L’événement était très attendu en RDC, dès le début du weekend. L’opposition s’est choisi Martin Fayulu pour la représenter à la présidentielle de décembre. Mais c’est au grand dam des proches de Kamerhe et de Tshisekedi, deux poids lourds de 7 leaders réunis à Genève, et qui attendaient chacun être désigné par ses pairs.
Les leaders, qui sont encore en Europe ce lundi, ont beau multiplier des discours d’apaisement. Les proches de Félix Tshisekedi et de Vital Kamerhe expriment leur déception. Certains se rebellent carrément. « Nous allons affronter Fayulu. On saura maintenant qui a la base », lance avec virulence Bully Kambale, le président des jeunes de l’UNC, parti de Vital Kamerhe.
A l’UDPS, parti de Félix Tshisekedi, la colère est aussi montée d’un cran. Cette fois-ci, c’est Peter Kazadi, un des conseillers proches de président du parti. « Le choix du candidat commun de l’opposition ne répond ni à la logique démocratique ni à celle politique », est-me-t-il. La raison est claire pour lui : « Je n’ai pas sacrifié ma jeunesse pour subir la dictature d’un petit nombre. Je reste attacher à la résolution du congrès de l’UDPS désignant @fatshi13. Candidat président. »

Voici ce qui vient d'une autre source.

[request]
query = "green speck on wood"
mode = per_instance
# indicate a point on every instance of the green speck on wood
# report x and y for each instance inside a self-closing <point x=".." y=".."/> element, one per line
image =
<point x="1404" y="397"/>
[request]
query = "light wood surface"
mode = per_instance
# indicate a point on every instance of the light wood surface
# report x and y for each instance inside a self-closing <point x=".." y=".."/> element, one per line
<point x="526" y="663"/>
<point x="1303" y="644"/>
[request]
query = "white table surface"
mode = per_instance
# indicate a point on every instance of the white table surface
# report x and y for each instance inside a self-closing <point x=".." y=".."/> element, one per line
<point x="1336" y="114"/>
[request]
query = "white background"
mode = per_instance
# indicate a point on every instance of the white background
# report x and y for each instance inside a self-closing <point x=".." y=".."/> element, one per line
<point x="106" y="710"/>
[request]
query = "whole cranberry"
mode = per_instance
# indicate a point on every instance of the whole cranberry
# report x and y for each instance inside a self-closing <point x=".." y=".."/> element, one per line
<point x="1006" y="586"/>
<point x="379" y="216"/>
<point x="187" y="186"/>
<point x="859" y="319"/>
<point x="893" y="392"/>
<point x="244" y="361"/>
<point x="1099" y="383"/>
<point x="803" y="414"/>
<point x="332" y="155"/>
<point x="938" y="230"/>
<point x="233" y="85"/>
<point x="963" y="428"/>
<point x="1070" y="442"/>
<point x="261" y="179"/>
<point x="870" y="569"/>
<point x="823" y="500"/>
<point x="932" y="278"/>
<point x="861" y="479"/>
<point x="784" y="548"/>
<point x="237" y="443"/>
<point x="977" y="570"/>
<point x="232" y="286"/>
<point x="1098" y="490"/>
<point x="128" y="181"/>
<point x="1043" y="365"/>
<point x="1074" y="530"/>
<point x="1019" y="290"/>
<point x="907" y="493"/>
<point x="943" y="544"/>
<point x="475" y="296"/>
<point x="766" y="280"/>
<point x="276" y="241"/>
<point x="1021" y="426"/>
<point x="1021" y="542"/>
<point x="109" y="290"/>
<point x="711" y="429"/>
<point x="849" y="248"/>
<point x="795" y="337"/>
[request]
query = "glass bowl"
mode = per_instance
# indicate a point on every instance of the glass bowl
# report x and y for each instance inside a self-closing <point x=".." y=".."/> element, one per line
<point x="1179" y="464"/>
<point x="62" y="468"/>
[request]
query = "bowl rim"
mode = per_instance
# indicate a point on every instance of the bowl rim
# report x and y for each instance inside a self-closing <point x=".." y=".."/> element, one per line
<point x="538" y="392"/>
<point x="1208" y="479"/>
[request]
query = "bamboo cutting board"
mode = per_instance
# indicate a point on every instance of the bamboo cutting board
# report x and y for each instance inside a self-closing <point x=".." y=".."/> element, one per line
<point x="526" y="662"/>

Le choix du candidat commun de l’opposition ne répond ni à la logique démocratique ni à celle politique.
Je n’ai pas sacrifié ma jeunesse pour subir la dictature d’un petit nombre.
Je reste attacher à la résolution du congrès de l’UDPS désignant @fatshi13. Candidat président.— Peter Kazadi (@kazadi_peter) 11 novembre 2018
On retrouve pratiquement la même rhétorique chez un autre membre du même parti, Augustin Kabuya. Propos tenus sur la radio Top Congo de Kinshasa. « Nous n’accepterons jamais qu’on nous impose 1 autre Zahidi Ngoma ».